I get it. For God’s sake, we all get it. Indigenous people in the Australian Outback would get it if they saw it. Buying Dove doesn’t make you less of a man. It celebrates your very comfortable nature and the fact that you’re comfortable with who you are because you feel comfortable. In your own skin. With exactly who you are. And that feels very comfortable. Or something like that.
On the other end of the spectrum – focusing on the idea that not all men feel quite as comfortable in their own skin as the Dove buyers – we find the Old Spice commercial. This one is unapologetically directed toward women and features another adorable ripped guy, this time talking directly to us, as he stands outside his shower with a towel wrapped around his waist. Without naming Dove, it clearly refers to it by calling out guys who use “ladies scented body wash.”
The scene dissolves to him standing on a boat, still shirtless, this time walking across the deck in his terrific white pants with a shirt draped casually over his shoulder. Still talking to the women in the audience, he’s opening an oyster shell that holds tickets to same unnamed event “that you love” and then like magic, the oyster is dripping with diamonds. The shot pulls back to reveal him now sitting atop a white horse as he makes his final point: “Anything is possible when your old man smells like Old Spice and not a lady.”

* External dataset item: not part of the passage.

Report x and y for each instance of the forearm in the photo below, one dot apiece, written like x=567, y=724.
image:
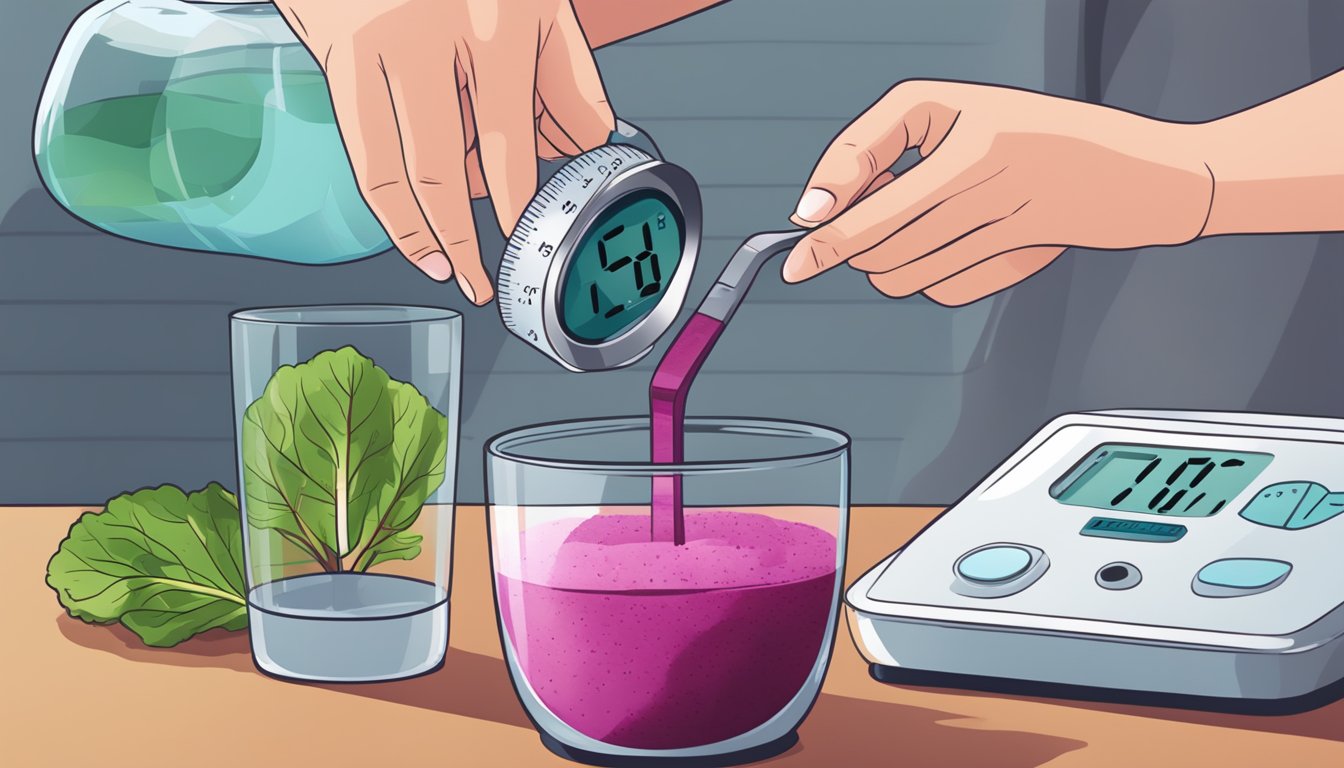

I get this one, too. Hilarious, by the way. If you’re a man who finds himself in the market for body wash, you can’t really go wrong with a reliable, macho, unmistakable guy scent like Old Spice.
According to emarketer, mothers control 80% of a household’s discretionary spending so what the men think may be very nearly irrelevant. But let’s just say that at least some men shop for their own body wash and make their own purchase decisions. (They tipped the sales ratios, didn't they?) They’re the mavericks who disdain the traditional bar soap route and blaze their own trail to cleanliness. They’re the titans of the personal care aisle, who break all the rules.
So what’s the better choice? Do women want a man who is so comfortable he’ll buy and use Dove or a man who is so cautious and entrenched in 1954 that he will buy and use only the safe and familiar Old Spice?
For God’s sake, it’s soap. Liquid soap. Choosing a type of body wash is not exactly a revered, long-practiced ritual of manhood. Creating a commercial about a man who spends time calculating his self-worth, or worse, his masculinity, based on a type of soap sums up our culture just perfectly, doesn’t it?
But maybe this will help even things out a little, in an effort to reach equilibrium. I mean, finally, it’s not just women who think about this nonsense.